I drew a Python graph using public data on the number of patients positive for the new coronavirus (COVID-19) in Tokyo + with a link to the national version of practice data

Purpose

I drew a Python graph using the data of positive patients of the new coronavirus (COVID-19) released by the Tokyo Metropolitan Government.

I wrote it with the minimum necessary code, so I hope it will be helpful for those who are thinking of performing data analysis using Python from now on.

Since the public data in csv format, which is updated daily by the Tokyo Metropolitan Government, is directly read, there is no need to download the csv file one by one.

If you copy the following Python code to your own execution environment (Jupyter Notebook etc.), you can draw the latest information graph every time.

Also, I added a link to the Japanese national version of csv data later in this article, so I think it will be easier for you to acquire skills if you practice using it.

Python runtime environment

The Python code in this article has been tested using Jupyter Lab on a Windows 10 machine with Anaconda installed.

Data source

csv data

The data graphed this time is the following csv data.

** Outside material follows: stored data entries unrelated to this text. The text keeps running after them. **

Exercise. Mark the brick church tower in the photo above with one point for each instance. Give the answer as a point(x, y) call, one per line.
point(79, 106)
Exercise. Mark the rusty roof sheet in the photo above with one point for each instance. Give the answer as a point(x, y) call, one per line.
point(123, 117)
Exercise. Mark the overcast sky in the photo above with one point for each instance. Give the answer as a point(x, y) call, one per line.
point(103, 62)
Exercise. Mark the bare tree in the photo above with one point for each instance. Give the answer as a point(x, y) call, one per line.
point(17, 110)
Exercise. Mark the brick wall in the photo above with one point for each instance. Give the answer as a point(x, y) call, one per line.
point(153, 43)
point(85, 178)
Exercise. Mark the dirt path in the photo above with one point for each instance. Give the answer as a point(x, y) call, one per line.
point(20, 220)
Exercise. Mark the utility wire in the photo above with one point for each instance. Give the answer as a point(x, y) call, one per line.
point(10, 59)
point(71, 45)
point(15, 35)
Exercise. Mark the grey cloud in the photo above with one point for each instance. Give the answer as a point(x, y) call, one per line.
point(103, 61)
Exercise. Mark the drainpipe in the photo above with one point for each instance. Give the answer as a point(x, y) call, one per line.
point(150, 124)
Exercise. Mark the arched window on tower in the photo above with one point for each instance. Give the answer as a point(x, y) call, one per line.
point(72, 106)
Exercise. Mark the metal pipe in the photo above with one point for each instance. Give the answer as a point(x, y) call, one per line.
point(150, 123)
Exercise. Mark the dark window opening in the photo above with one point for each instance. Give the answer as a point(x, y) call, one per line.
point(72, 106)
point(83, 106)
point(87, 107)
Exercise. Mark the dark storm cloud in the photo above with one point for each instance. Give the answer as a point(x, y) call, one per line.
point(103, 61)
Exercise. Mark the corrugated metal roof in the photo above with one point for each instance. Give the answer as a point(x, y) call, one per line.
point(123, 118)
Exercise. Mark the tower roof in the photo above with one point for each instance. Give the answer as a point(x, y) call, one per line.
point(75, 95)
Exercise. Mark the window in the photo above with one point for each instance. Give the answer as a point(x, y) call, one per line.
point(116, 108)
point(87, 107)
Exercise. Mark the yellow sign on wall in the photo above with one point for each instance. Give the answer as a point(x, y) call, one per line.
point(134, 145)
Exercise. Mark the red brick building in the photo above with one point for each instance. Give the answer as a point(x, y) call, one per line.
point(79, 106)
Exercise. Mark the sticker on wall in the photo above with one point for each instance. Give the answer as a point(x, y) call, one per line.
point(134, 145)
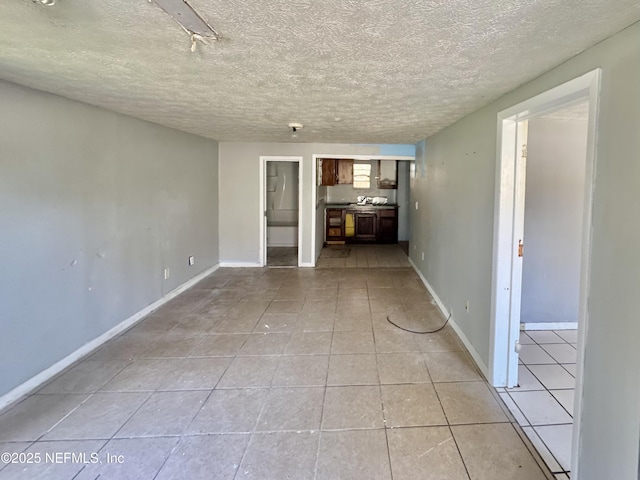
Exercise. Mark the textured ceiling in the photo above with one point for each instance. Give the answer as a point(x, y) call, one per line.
point(369, 71)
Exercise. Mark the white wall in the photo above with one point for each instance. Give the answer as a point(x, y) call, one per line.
point(404, 228)
point(556, 161)
point(94, 205)
point(454, 227)
point(240, 214)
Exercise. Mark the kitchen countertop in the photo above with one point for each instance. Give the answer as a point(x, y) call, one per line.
point(357, 205)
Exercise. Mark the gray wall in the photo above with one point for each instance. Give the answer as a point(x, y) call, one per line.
point(240, 215)
point(454, 227)
point(93, 206)
point(557, 152)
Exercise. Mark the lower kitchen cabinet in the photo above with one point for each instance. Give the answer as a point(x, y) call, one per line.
point(388, 226)
point(369, 225)
point(366, 224)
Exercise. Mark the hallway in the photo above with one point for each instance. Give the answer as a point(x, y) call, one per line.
point(272, 374)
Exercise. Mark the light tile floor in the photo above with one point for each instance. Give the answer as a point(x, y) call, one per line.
point(273, 374)
point(543, 401)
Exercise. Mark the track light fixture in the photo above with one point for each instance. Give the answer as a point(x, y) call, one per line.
point(295, 127)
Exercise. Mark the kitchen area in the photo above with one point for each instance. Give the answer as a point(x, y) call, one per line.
point(366, 201)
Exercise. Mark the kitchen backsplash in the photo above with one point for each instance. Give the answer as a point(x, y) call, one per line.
point(346, 193)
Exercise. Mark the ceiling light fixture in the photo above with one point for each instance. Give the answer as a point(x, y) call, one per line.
point(189, 19)
point(294, 129)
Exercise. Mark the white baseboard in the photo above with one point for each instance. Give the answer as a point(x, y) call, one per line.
point(38, 380)
point(549, 326)
point(469, 346)
point(240, 264)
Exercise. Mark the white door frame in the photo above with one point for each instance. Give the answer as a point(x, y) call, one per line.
point(263, 203)
point(506, 282)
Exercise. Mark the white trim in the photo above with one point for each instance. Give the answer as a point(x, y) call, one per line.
point(503, 358)
point(469, 346)
point(549, 326)
point(263, 193)
point(365, 157)
point(240, 264)
point(39, 379)
point(314, 210)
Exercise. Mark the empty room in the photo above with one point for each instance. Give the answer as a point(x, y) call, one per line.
point(319, 240)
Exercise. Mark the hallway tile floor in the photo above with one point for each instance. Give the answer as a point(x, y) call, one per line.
point(274, 374)
point(542, 403)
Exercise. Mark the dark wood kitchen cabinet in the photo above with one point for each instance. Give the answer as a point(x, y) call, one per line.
point(337, 171)
point(387, 226)
point(366, 225)
point(370, 225)
point(335, 225)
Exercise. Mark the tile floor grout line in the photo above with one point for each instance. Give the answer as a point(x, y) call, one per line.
point(384, 416)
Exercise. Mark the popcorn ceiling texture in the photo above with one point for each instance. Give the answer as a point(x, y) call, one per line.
point(391, 71)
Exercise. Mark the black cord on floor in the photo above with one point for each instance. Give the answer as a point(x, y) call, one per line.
point(419, 333)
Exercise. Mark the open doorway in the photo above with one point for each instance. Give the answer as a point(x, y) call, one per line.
point(541, 251)
point(280, 208)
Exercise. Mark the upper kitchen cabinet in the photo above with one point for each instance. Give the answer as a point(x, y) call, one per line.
point(336, 171)
point(387, 174)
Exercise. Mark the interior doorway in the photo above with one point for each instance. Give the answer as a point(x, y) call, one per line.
point(280, 211)
point(510, 244)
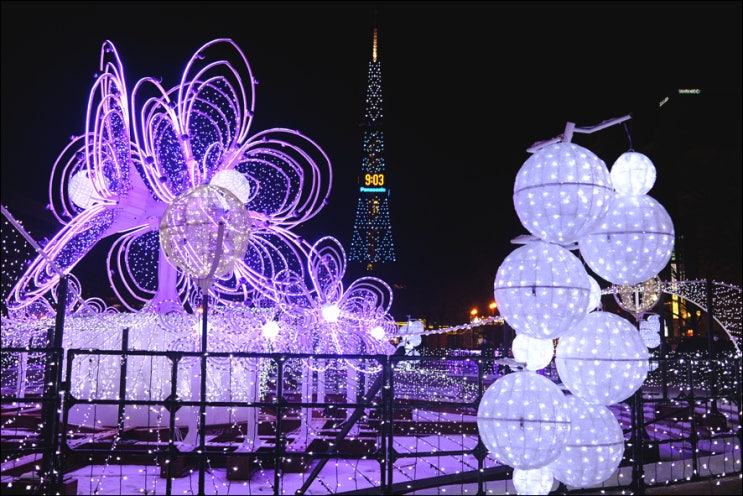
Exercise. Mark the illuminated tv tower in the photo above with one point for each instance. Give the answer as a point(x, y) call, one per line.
point(371, 243)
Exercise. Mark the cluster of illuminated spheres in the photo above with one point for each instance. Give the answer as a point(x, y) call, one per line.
point(566, 197)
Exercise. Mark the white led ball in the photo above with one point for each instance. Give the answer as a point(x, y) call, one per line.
point(534, 481)
point(632, 174)
point(377, 332)
point(603, 359)
point(80, 189)
point(234, 181)
point(542, 290)
point(189, 230)
point(523, 420)
point(594, 448)
point(535, 353)
point(561, 192)
point(411, 333)
point(633, 243)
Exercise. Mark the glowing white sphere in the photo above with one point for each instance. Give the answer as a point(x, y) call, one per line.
point(594, 448)
point(594, 298)
point(561, 192)
point(542, 290)
point(270, 330)
point(330, 312)
point(633, 243)
point(189, 230)
point(523, 420)
point(377, 332)
point(603, 359)
point(536, 353)
point(632, 174)
point(234, 181)
point(80, 189)
point(533, 481)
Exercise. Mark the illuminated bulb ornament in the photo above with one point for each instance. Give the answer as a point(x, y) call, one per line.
point(594, 448)
point(411, 334)
point(632, 174)
point(533, 481)
point(561, 192)
point(190, 231)
point(234, 182)
point(602, 359)
point(377, 332)
point(542, 290)
point(535, 353)
point(633, 243)
point(330, 312)
point(523, 420)
point(80, 189)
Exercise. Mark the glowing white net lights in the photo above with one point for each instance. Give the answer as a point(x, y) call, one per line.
point(633, 243)
point(535, 353)
point(523, 420)
point(561, 192)
point(602, 359)
point(542, 290)
point(534, 481)
point(594, 447)
point(190, 231)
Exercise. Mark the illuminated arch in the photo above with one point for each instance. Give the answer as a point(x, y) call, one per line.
point(726, 302)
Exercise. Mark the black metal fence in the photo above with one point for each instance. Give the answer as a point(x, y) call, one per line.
point(305, 411)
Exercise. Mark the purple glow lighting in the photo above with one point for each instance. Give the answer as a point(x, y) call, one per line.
point(140, 150)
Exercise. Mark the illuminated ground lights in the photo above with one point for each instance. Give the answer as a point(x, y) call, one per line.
point(289, 380)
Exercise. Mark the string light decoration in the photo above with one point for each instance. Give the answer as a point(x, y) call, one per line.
point(542, 290)
point(523, 420)
point(602, 359)
point(372, 242)
point(594, 447)
point(352, 320)
point(141, 150)
point(534, 481)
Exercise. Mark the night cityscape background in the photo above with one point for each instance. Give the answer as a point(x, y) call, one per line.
point(468, 87)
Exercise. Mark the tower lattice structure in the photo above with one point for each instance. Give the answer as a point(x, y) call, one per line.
point(372, 243)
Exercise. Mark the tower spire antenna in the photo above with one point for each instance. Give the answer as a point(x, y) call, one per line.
point(372, 242)
point(374, 45)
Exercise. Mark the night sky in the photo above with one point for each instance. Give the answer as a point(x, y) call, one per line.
point(467, 88)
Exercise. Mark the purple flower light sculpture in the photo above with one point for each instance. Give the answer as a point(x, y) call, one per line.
point(139, 153)
point(355, 320)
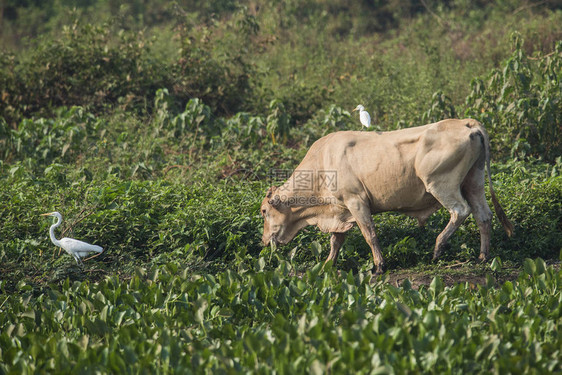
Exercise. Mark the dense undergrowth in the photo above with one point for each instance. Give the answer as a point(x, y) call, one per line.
point(155, 128)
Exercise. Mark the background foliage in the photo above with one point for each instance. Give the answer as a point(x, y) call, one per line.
point(155, 128)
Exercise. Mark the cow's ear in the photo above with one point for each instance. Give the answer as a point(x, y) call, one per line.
point(270, 191)
point(275, 201)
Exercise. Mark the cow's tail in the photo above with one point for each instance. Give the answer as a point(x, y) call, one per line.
point(507, 226)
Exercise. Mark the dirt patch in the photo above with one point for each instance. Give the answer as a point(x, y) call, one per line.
point(465, 273)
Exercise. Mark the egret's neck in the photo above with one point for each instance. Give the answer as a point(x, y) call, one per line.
point(52, 233)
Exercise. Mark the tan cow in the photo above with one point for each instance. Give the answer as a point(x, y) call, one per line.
point(347, 176)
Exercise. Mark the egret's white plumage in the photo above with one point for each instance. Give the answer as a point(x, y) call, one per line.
point(364, 116)
point(78, 249)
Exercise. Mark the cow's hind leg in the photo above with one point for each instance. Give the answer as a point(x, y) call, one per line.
point(362, 215)
point(336, 242)
point(474, 192)
point(459, 210)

The results up to the previous day are updated daily. Tokyo Metropolitan Government_New Coronavirus Positive Patient Announcement Details (CSV Format)

home page

The following is the homepage with links to csv data. Details of Tokyo Metropolitan Government_New Coronavirus Positive Patient Announcement image.png

Graphing with Python

Now let's draw a graph in Python using csv data.

First, read the data

First, use the Python code described below to connect to the Tokyo homepage, acquire the latest data (csv format), and convert it to pandas DataFlame.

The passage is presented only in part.